Du bist spätabends am Bahnhof. Die Unterführung ist fast leer. Nichts Konkretes ist passiert — und trotzdem spürst du, dass du wacher bist als gewöhnlich. Dieses Gefühl ist Selbstverteidigung im Alltag in seiner reinsten Form: das instinktive Wahrnehmen von Situationen und die innere Bereitschaft, darauf zu reagieren.
Wer diesen Instinkt bewusst schult, hat einen echten Vorteil — ohne je einen Kampf führen zu müssen. Jean-Pierre Schmid unterrichtet seit 1998 Menschen aller Altersgruppen, wie sie sich im Alltag sicherer fühlen und handeln können. Seine Erfahrung zeigt: Die wirksamen Grundsätze sind keine Techniken, die jahrelanges Training erfordern. Es sind Haltungen, die jede und jeder entwickeln kann.
1. Aufmerksamkeit ist der erste Schutz
Die meisten Situationen, in denen Selbstverteidigung gefragt wäre, kündigen sich an. Ein Blick, eine Bewegung, ein Bauchgefühl — wer aufmerksam ist, hat mehr Zeit zum Reagieren und mehr Möglichkeiten zum Handeln.
Aufmerksamkeit bedeutet nicht ständige Anspannung. Es bedeutet: präsent sein. Das Handy nicht jederzeit in der Hand, in unbekannten Umgebungen den Überblick behalten, ein Gespräch kurz unterbrechen, wenn sich etwas verändert. Wer aufmerksam ist, schützt sich — still und ohne Aufsehen.
2. Körpersprache sendet ein Signal — bevor ein Wort fällt
Noch bevor ein Wort gesagt wird, kommunizieren wir. Wie wir gehen, wie wir stehen, ob wir den Kopf heben oder senken — all das ist lesbar. Eine aufrechte Haltung, ein ruhiger Blick und bewusste Schritte signalisieren Präsenz. Sie zeigen: Ich bin hier, ich nehme wahr, und ich lasse mich nicht überrumpeln.
Körpersprache als Form der Selbstverteidigung im Alltag ist kein Trick, sondern Ausdruck innerer Haltung. Wer aufrecht, ruhig und wach auftritt, schützt sich auf eine Art, die permanent wirkt — ganz ohne Kursabschluss.
3. Grenzen setzen — früh, klar, ohne Entschuldigung
Wer lernt, Grenzen zu setzen, muss sie seltener verteidigen. Das gilt für kleine Situationen: unerwünschte Nähe im Zug, aufdringliche Kommentare, Gespräche, die unangenehm werden. Ein klares «Bitte lass mich in Ruhe» oder «Das ist mir zu nah» ist kein Angriff — es ist eine Aussage.
Grenzen setzen ist eine Fähigkeit. Wer sie übt, wird deutlicher, schneller und ruhiger. Klare Aussagen wirken, weil sie zeigen: Diese Person wartet nicht darauf, dass etwas aufhört — sie selbst setzt das Ende.
4. Die Umgebung kennen und nutzen
Sicherheit entsteht auch durch Vorbereitung. Wer weiss, wo die Ausgänge sind, welche Wege beleuchtet sind, welche Orte zu meiden sind — handelt vorausschauend, nicht ängstlich. Das ist ein grosser Unterschied.

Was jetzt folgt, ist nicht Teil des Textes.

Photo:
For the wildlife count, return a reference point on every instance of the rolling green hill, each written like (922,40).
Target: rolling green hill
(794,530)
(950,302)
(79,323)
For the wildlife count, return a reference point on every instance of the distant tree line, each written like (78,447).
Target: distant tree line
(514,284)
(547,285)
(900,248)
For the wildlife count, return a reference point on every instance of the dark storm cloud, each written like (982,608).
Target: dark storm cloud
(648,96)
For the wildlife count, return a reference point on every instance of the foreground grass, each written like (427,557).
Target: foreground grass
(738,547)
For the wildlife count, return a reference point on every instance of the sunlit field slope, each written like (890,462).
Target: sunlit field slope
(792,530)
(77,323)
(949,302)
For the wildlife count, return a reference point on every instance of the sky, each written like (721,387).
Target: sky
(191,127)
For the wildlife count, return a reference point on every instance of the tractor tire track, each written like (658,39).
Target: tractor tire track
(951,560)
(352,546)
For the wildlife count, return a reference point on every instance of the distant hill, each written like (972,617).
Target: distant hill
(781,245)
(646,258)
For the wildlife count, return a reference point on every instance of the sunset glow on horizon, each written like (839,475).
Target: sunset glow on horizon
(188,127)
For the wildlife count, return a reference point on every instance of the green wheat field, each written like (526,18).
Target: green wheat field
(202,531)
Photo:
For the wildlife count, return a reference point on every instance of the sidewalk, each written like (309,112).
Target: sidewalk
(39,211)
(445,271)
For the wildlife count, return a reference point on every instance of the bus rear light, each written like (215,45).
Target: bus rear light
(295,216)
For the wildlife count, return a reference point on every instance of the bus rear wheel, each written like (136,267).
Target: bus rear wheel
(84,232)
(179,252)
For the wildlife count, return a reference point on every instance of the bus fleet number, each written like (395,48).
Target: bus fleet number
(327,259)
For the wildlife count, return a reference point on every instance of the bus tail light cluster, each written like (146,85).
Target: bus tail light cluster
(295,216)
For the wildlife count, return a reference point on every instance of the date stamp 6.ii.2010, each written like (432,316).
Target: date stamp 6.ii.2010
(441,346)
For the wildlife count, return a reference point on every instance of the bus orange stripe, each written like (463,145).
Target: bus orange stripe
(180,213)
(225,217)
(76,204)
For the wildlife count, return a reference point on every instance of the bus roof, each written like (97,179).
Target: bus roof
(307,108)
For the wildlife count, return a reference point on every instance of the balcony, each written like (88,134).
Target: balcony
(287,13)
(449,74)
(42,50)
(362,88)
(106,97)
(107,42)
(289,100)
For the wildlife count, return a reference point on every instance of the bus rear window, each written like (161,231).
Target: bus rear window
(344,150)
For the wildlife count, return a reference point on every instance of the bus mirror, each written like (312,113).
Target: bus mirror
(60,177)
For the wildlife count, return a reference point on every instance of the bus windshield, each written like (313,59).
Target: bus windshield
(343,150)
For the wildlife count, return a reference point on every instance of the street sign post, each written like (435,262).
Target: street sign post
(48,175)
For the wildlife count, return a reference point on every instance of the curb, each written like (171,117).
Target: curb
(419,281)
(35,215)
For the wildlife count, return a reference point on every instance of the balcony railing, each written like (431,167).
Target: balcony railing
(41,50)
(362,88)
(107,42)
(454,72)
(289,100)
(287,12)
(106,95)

Selbstverteidigung im Alltag heisst auch, vorauszudenken. Nicht im Sinne von Kontrollzwang, sondern im Sinne von Handlungsspielraum. Wer eine Umgebung kennt, ist nicht überrumpelt. Und Überraschungen sind in vielen schwierigen Situationen der entscheidende Faktor.
5. Handlungsbereitschaft statt Kampfbereitschaft
Der verbreitetste Irrtum über Selbstverteidigung: Man müsse kämpfen können. Das ist falsch. Die grosse Mehrheit der Situationen, in denen Selbstverteidigung zählt, löst sich ohne körperliche Auseinandersetzung — wenn Aufmerksamkeit, Haltung und klare Kommunikation stimmen.
Handlungsbereitschaft bedeutet etwas anderes: Es ist das ruhige Bewusstsein, dass man reagieren kann. Dass man eine Aussage machen kann, einen Raum verlassen kann, um Hilfe bitten kann. Das Vertrauen in die eigene Handlungsfähigkeit ist oft das Einzige, was fehlt — und es lässt sich aufbauen.
Was aus diesen Grundsätzen wird
Fünf Grundsätze klingen einfach. Sie werden es auch — wenn man sie übt. Nicht im Kopf, sondern in konkreten Situationen, mit Begleitung und ohne Leistungsdruck. Das ist es, was ein guter Kurs tut: Er macht aus Wissen eine Haltung und aus Haltung eine Gewohnheit.
Wer vorbereitet ist, hat bessere Chancen.